This past year has not only seen political upheaval around the world but also fundamental social shifts. While sexual harassment and abuse of power from Hollywood to almost every workplace were not a surprise to some, they certainly got people talking about what is acceptable and gave people the confidence to come forward and share their #metoo experiences. This means that 2018 has to be the year we reinforce this cultural shift and make concrete changes when it comes to achieving gender justice at home and abroad.
Here are 4 things you can do to help make sure the future is feminist:
In 2017, we saw an unprecedented movement with the Women’s March on Washington. Millions of women – not just in the U.S. but all over the world, including here in Canada – walked for women’s rights, in opposition to anti-female sentiments and policies to show the world that they will not be silent. Whether you walked or are planning to walk again this year, or whether you’re involved in any other movement, it’s imperative to keep the momentum going.
CARE will be marching in the Women’s March in Ottawa this Saturday, in solidarity with women around the world.
CARE’s Walk In Her Shoes campaign takes place this March, so if you miss the Women’s March, you can still walk, in support of gender equality.
Learn more about or get involved with CARE’s Walk In Her Shoes campaign >>
Involve men and boys in the conversation
Men and boys are part of the solution when is comes to achieving gender equality. We can’t do it without them. Talk to the men and boys in your life about the issues women are facing, ask for their thoughts and how they can help. Have the tough discussions because that’s how change happens.
We’ve found that in developing countries, once men are involved in the gender equality discussion, that’s when change really starts to occur. For example, CARE’s TEMPS project, which works to prevent child, early and forced marriage, engages community and religious leaders, often men who then actively encourage others to change their practices.
Invest in women, at home and around the world
Millions of women around the world cannot open a bank account without a man, own property or even leave their homes in some cases. Millions of girls are not able to attend school, as education for girls is not a priority in many developing countries. This inequality leads to early marriage, higher birth rates and prevents women and girls from earning money to support themselves and their families.
The good news is that there are many individuals and organizations (like CARE!) that seek to empower women and girls, and you can support them. CARE’s saving groups for example allow women in some of the poorest places in the world to start or grow a business and help other women in their communities.
You can also champion the enterprising women and girls in your community in so many ways, from supporting their business with a small purchase, writing reviews or referrals or simply showing encouragement.

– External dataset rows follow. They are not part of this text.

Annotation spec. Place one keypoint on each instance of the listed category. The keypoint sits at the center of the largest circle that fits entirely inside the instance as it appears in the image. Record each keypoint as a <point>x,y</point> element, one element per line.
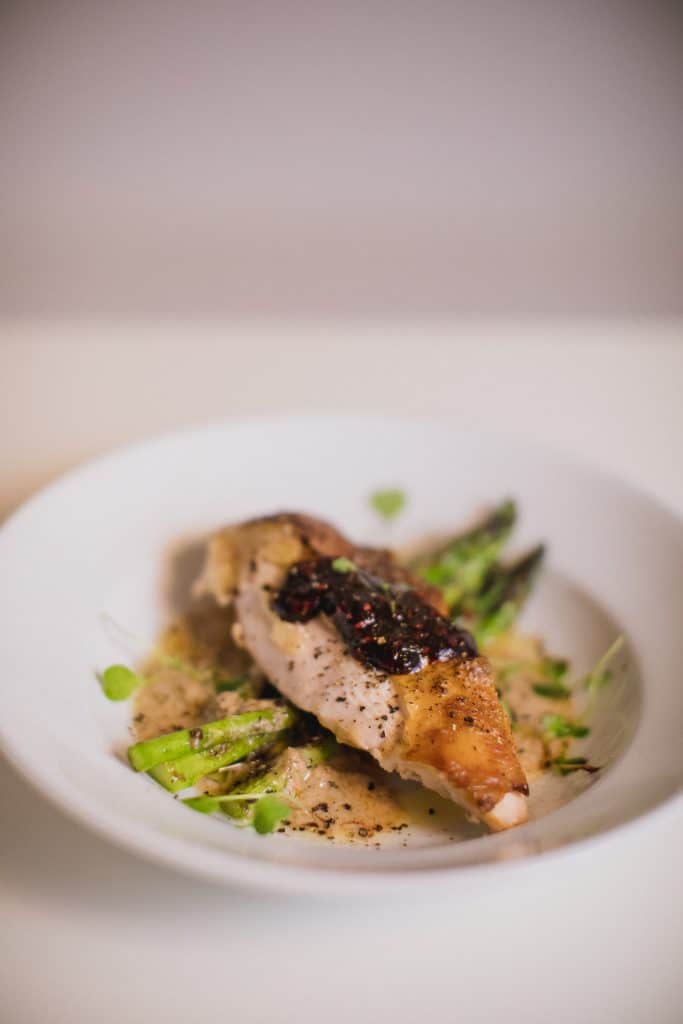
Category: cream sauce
<point>350,800</point>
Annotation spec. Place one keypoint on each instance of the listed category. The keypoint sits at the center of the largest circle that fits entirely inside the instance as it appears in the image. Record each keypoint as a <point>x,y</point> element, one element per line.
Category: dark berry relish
<point>387,626</point>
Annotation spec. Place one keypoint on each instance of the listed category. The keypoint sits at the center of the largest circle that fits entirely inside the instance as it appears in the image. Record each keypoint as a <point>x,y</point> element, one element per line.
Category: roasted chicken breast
<point>344,633</point>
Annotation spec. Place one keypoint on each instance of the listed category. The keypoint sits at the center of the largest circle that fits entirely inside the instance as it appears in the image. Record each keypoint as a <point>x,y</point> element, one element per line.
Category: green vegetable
<point>183,772</point>
<point>503,595</point>
<point>275,778</point>
<point>118,682</point>
<point>567,765</point>
<point>268,812</point>
<point>460,567</point>
<point>557,691</point>
<point>554,669</point>
<point>597,678</point>
<point>204,804</point>
<point>388,503</point>
<point>182,742</point>
<point>344,565</point>
<point>557,727</point>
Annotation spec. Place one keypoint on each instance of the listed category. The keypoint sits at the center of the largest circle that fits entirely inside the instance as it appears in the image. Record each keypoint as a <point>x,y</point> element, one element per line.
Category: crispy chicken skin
<point>441,726</point>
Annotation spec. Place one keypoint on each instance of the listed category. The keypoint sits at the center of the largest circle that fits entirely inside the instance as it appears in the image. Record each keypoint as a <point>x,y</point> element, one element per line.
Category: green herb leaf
<point>205,805</point>
<point>600,675</point>
<point>118,682</point>
<point>344,565</point>
<point>557,727</point>
<point>268,812</point>
<point>388,503</point>
<point>555,669</point>
<point>556,691</point>
<point>566,765</point>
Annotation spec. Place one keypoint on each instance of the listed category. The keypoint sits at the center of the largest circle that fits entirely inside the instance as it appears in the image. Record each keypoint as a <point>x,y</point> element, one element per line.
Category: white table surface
<point>92,934</point>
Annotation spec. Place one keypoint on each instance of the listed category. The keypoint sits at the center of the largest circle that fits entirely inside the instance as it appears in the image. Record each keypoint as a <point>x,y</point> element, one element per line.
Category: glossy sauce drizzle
<point>386,626</point>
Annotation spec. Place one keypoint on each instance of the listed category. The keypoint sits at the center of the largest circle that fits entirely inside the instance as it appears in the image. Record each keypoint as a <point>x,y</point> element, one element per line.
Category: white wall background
<point>506,156</point>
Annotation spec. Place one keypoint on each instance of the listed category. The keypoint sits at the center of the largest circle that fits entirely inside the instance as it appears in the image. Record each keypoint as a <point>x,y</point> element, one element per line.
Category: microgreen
<point>556,691</point>
<point>269,811</point>
<point>388,503</point>
<point>567,765</point>
<point>118,682</point>
<point>557,727</point>
<point>344,565</point>
<point>600,674</point>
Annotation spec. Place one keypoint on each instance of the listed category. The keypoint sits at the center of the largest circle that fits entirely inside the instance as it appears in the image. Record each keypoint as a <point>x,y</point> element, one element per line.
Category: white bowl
<point>99,541</point>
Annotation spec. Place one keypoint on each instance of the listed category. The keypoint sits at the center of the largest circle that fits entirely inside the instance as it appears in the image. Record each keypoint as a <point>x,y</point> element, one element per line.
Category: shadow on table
<point>47,857</point>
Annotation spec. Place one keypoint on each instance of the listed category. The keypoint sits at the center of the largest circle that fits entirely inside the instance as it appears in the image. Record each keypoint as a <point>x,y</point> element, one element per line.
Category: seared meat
<point>441,725</point>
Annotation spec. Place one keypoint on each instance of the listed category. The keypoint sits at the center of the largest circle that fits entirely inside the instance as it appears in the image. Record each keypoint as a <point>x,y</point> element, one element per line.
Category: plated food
<point>317,686</point>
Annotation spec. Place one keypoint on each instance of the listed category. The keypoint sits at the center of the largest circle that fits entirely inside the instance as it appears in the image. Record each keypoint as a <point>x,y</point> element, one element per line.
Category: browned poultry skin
<point>477,756</point>
<point>442,725</point>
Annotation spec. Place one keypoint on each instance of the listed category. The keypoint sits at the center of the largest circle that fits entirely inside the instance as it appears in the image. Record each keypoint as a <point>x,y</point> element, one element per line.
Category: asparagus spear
<point>274,779</point>
<point>182,773</point>
<point>460,567</point>
<point>497,606</point>
<point>174,745</point>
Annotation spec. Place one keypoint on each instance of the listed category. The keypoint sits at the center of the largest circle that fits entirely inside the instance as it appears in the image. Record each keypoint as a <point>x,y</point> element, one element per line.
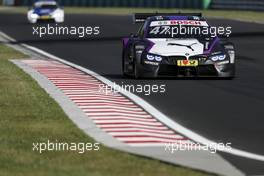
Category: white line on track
<point>149,108</point>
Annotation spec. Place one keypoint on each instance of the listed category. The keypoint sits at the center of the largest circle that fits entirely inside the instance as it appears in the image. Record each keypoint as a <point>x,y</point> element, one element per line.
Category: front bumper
<point>169,67</point>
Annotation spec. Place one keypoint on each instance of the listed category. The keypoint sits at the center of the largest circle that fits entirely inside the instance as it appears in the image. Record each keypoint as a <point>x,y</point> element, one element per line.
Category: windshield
<point>178,29</point>
<point>47,6</point>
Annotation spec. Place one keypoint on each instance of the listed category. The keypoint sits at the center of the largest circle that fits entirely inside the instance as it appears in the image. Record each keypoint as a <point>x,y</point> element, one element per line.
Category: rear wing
<point>141,17</point>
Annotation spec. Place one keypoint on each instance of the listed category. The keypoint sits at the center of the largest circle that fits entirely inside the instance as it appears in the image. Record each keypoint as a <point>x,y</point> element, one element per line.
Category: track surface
<point>221,110</point>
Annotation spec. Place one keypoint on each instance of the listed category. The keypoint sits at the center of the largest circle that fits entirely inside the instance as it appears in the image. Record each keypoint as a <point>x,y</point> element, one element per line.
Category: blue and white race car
<point>157,50</point>
<point>48,10</point>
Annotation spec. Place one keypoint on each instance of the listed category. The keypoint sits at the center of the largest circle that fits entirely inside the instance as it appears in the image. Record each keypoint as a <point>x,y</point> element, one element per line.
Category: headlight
<point>232,56</point>
<point>139,49</point>
<point>218,57</point>
<point>33,15</point>
<point>154,58</point>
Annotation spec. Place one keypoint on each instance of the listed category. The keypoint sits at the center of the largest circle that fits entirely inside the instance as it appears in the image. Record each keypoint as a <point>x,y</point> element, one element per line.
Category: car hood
<point>179,47</point>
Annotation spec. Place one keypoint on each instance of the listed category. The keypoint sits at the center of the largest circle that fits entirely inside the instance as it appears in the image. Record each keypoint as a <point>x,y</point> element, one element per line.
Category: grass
<point>226,14</point>
<point>28,115</point>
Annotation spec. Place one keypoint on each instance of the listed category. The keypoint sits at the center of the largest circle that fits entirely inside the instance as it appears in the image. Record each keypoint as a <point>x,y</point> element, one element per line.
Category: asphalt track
<point>221,110</point>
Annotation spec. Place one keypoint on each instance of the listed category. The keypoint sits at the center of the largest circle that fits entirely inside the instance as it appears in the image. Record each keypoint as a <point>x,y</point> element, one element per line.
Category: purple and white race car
<point>159,49</point>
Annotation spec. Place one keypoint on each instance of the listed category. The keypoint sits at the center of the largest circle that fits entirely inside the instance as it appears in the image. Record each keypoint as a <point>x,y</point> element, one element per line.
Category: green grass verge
<point>28,115</point>
<point>226,14</point>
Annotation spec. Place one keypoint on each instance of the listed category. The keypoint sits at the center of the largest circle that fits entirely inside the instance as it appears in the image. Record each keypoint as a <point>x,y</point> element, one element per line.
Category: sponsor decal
<point>151,63</point>
<point>156,58</point>
<point>179,22</point>
<point>222,63</point>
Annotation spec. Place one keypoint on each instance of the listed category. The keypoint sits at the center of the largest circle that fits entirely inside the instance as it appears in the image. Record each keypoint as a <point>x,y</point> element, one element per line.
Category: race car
<point>155,52</point>
<point>48,10</point>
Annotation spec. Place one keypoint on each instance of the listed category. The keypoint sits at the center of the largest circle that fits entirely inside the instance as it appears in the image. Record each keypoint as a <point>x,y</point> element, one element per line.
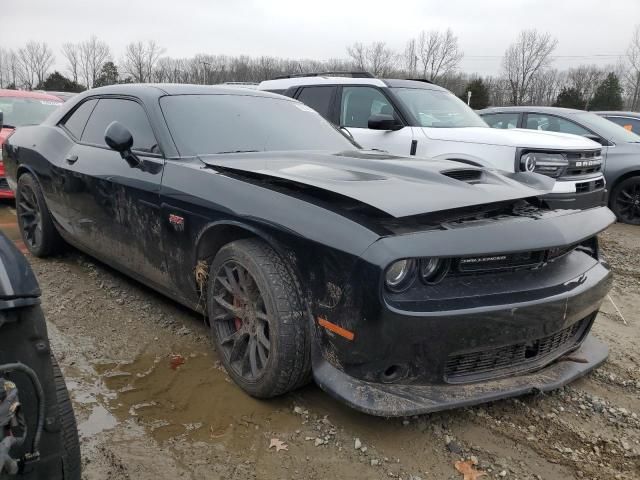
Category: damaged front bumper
<point>469,339</point>
<point>390,400</point>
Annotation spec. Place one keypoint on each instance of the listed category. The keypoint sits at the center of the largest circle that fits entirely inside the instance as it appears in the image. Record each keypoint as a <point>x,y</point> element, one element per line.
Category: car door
<point>357,104</point>
<point>502,120</point>
<point>116,204</point>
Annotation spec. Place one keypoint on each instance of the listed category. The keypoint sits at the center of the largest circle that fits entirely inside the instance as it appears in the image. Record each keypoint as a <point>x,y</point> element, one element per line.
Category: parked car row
<point>406,117</point>
<point>402,286</point>
<point>620,147</point>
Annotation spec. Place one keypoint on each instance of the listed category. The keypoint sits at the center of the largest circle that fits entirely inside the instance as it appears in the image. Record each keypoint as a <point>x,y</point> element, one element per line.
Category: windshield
<point>21,111</point>
<point>209,124</point>
<point>438,109</point>
<point>606,128</point>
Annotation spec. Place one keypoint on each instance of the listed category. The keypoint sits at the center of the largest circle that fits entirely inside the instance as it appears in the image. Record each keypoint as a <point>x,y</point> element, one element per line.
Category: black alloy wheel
<point>258,319</point>
<point>39,234</point>
<point>241,320</point>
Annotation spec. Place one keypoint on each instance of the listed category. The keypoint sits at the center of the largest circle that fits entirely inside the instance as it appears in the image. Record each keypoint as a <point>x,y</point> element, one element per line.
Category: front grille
<point>583,163</point>
<point>584,187</point>
<point>466,175</point>
<point>500,361</point>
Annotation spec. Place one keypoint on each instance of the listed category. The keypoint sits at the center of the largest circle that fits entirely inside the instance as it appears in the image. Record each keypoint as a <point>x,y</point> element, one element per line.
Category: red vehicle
<point>18,109</point>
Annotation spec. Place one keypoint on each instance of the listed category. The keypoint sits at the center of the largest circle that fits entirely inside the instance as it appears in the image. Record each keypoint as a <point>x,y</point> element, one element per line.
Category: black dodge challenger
<point>400,286</point>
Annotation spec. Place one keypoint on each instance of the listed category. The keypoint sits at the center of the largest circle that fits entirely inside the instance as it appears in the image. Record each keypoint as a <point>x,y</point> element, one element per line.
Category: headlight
<point>550,164</point>
<point>433,270</point>
<point>399,275</point>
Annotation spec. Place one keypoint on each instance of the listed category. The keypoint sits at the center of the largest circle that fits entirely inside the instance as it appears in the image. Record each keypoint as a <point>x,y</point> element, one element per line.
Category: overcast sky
<point>588,31</point>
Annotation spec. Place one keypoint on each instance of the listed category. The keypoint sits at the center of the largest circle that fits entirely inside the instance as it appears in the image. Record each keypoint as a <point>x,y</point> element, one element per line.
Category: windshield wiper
<point>237,151</point>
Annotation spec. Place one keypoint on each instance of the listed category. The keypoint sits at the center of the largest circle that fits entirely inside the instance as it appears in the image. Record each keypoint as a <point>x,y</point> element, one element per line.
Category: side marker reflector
<point>332,327</point>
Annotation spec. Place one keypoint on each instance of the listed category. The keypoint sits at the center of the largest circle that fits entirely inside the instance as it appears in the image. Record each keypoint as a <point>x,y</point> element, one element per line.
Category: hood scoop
<point>464,175</point>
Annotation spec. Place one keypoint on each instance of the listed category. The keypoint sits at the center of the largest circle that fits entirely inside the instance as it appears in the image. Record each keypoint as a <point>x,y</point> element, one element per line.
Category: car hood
<point>515,137</point>
<point>397,186</point>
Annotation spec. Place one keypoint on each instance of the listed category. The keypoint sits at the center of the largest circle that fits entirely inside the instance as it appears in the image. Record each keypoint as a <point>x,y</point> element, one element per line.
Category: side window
<point>551,123</point>
<point>631,124</point>
<point>502,120</point>
<point>76,122</point>
<point>359,103</point>
<point>318,98</point>
<point>127,112</point>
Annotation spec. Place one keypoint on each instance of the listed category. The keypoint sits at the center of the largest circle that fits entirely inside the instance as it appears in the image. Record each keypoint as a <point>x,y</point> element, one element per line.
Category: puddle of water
<point>99,420</point>
<point>195,400</point>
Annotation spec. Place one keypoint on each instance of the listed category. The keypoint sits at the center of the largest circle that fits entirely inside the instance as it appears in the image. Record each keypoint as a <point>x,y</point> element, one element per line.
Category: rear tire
<point>258,319</point>
<point>625,201</point>
<point>72,463</point>
<point>38,232</point>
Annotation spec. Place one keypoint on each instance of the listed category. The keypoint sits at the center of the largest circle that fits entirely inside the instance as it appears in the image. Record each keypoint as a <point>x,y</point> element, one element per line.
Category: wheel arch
<point>216,235</point>
<point>622,178</point>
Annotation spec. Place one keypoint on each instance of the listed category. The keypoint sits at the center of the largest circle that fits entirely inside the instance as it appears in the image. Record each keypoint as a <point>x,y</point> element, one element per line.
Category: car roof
<point>163,89</point>
<point>284,83</point>
<point>619,113</point>
<point>533,109</point>
<point>28,94</point>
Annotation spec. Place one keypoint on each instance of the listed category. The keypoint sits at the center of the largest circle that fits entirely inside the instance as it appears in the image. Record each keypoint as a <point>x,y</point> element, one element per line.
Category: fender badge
<point>177,222</point>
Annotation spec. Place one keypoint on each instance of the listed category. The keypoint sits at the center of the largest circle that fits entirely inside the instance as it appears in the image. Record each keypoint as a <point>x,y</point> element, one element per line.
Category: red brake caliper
<point>238,321</point>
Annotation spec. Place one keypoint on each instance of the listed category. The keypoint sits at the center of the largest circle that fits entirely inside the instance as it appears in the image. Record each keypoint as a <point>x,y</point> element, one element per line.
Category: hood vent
<point>464,175</point>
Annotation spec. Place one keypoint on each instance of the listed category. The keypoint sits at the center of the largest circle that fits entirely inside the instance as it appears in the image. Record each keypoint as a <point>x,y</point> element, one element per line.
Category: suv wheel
<point>625,201</point>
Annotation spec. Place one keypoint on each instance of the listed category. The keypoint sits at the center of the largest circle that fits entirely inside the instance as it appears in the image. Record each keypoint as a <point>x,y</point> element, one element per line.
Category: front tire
<point>625,201</point>
<point>258,319</point>
<point>38,232</point>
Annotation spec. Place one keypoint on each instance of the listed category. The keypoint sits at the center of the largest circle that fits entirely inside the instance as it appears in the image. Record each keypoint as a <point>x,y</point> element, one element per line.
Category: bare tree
<point>93,55</point>
<point>633,71</point>
<point>375,58</point>
<point>140,60</point>
<point>71,52</point>
<point>35,59</point>
<point>411,58</point>
<point>586,79</point>
<point>524,59</point>
<point>439,53</point>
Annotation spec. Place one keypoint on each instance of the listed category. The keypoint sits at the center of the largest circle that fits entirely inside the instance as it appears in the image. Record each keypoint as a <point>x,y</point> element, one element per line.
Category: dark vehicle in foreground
<point>18,108</point>
<point>38,435</point>
<point>402,286</point>
<point>620,148</point>
<point>627,120</point>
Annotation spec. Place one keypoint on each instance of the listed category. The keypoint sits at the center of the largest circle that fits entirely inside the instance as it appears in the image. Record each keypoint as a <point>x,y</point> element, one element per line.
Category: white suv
<point>408,117</point>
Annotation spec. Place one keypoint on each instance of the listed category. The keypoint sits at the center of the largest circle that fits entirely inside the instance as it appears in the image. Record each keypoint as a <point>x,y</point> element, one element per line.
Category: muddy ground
<point>143,416</point>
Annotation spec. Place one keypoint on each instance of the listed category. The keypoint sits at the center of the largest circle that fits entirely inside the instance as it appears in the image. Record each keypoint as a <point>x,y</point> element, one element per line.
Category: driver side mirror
<point>119,138</point>
<point>382,121</point>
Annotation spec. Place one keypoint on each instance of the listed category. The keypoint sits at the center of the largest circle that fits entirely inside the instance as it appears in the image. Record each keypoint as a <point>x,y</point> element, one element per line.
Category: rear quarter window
<point>76,122</point>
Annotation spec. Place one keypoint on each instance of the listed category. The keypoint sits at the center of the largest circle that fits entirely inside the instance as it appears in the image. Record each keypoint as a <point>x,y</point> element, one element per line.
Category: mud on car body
<point>402,286</point>
<point>38,435</point>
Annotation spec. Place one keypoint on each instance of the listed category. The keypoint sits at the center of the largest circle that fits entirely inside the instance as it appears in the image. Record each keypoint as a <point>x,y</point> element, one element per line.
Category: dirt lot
<point>139,418</point>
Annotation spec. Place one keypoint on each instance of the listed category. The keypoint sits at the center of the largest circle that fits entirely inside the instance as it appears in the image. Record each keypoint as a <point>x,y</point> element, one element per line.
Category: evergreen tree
<point>608,95</point>
<point>108,75</point>
<point>570,97</point>
<point>479,94</point>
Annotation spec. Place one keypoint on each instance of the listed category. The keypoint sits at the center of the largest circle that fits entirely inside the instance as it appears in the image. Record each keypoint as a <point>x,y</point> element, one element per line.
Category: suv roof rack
<point>328,74</point>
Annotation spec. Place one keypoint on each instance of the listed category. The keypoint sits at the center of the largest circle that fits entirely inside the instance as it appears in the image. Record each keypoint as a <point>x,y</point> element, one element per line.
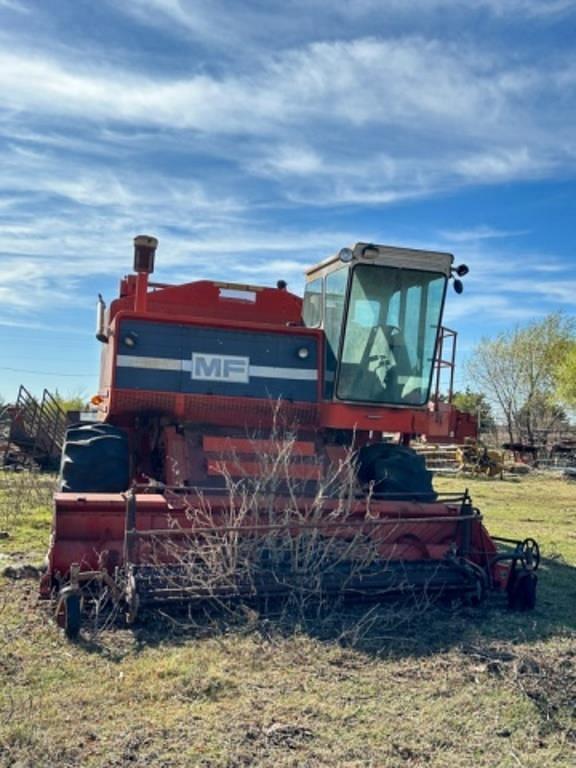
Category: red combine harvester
<point>251,441</point>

We’ve said it before and we’ll say it again. Staying in the know is so important because then you can use that knowledge to influence leaders and have important and meaningful discussions, whether in school, at work, at the dinner table or online. This may even make you want to get involved with individuals or organizations who are making it their business to promote and sustain gender equality in Canada and abroad (hint hint, we’re one of them!). You can follow influencers on social media, sign up for emails or mail, write a letter to your MP, volunteer, write an opinion editorial, donate. There are plenty of options so doing nothing shouldn't be one.
There is a lot of miscommunication and controversy over the term ‘feminism’, but there shouldn’t be. It’s about changing global power so that women, men and trans people are able to realize their full human rights. From Hollywood to your office to a village in Mali, women everywhere deserve the same respect, security and opportunities as men.